Uno dei filtri più gettonati è l’invecchiamento del volto, che dona un effetto molto naturale e che riesce a rendere tutti più anziani. In realtà, l’applicazione FaceApp ha molti altri filtri al suo interno, come il cambiamento di sesso, l’aggiunta del trucco, il cambiamento del taglio dei capelli e del loro colore. I filtri, con il passare degli anni, sono diventati sempre più realistici grazie al progresso della tecnologia.

FaceApp Challenge

FaceApp è un’applicazione gratuita, ma per usare alcuni filtri bisogna pagare un’abbonamento mensile o annuale.
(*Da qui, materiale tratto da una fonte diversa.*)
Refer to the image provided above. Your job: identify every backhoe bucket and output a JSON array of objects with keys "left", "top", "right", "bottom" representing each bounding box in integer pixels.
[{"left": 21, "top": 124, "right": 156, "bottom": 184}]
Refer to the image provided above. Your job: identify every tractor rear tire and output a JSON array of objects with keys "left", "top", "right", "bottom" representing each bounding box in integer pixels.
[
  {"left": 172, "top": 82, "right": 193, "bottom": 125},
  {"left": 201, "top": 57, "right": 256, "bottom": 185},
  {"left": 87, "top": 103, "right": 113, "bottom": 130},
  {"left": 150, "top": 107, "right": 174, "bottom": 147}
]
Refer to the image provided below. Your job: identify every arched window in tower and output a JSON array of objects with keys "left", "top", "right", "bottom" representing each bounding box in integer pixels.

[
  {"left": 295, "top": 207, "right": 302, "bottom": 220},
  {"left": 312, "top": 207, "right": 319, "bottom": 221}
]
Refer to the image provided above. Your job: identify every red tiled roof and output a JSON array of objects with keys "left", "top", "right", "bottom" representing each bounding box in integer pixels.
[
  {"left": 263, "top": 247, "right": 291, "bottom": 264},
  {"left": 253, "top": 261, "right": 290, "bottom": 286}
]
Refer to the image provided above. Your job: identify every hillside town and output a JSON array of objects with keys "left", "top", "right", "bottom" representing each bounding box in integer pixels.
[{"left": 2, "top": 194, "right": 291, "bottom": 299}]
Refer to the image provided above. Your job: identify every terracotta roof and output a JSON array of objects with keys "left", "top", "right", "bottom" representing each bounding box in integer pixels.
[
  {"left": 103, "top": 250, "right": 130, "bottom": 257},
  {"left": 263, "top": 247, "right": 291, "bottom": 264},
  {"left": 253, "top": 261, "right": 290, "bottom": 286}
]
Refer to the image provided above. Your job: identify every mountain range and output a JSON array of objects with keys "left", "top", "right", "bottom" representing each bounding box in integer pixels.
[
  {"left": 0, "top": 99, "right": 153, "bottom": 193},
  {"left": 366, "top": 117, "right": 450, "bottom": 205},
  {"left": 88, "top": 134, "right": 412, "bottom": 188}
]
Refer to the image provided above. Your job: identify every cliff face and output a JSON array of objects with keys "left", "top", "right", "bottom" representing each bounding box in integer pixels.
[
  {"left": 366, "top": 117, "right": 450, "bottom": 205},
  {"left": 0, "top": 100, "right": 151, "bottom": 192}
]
C’è anche la possibilità, sempre pagando, di sbloccare l’applicazione per sempre. Tanta è stata la popolarità che ha acquisito che un bel giorno su Facebook e gli altri social si è scatenata la FaceApp Challenge, che consisteva nel pubblicare la propria foto con il volto invecchiato di 40 anni.

Hanno preso parte a questa sfida tantissime persone, tra cui vari vip nostrani e internazionali. Perfino il presidente degli Stati Uniti Donald Trump ha deciso di usarla, anche se ha preferito ringiovanire il proprio volto (per ovvi motivi). Tra i vip che l’hanno usata non potevano certo mancare Fedez e Chiara Ferragni, seguiti a ruota da Gigi Buffon, Tommaso Paradiso, Alessandro Gassman, Eros Ramazzotti, Nek, Aurora Ramazzotti, Simona Ventura, Ultimo e perfino Silvio Berlusconi.

I dubbi su FaceApp

Ma come funziona FaceApp? Basta scaricare l’applicazione sul proprio smartphone da Google Play Store e App Store di Ios e poi scattare un selfie. Una volta scelta la foto bisogna scegliere anche il filtro da applicare e poi modificare l’immagine usando la modalità “età” e selezionando il filtro “anziano”. Se invece si sceglie di ringiovanire, bisogna scegliere il filtro “giovane”.

Alcuni, per vedersi ancora più invecchiati, scelgono di modificare una seconda volta la stessa foto, per aumentare l’effetto. Per aderire alla FaceApp Challenge bastava condividere la foto sui social network usando l’hashtag. Ma poi sono sorti dei dubbi, in quanto questa app ha fatto molto discutere anche per quanto riguarda la privacy, visto che non vi sono informazioni chiare e trasparenti sull’uso dei dati raccolti da migliaia di utenti che l’hanno scaricata.

Leggi anche: FaceApp torna con un nuovo filtro per “trasformarsi” da uomo a donna (e viceversa)

Il timore è che le foto inserite possano essere usate per addestrare l’intelligenza artificiale al riconoscimento facciale, magari per fini commerciali o altri scopi. Nella policy di FaceApp si legge che le società terze a cui possono essere ceduti i dati rispetteranno le scelte dell’utente su chi può visualizzare le immagini. Peccato, però, che l’app non chieda queste informazioni. Siete sicuri di voler dare vostre foto e dati in pasto alle società per il semplice sfizio di partecipare ad una Challenge?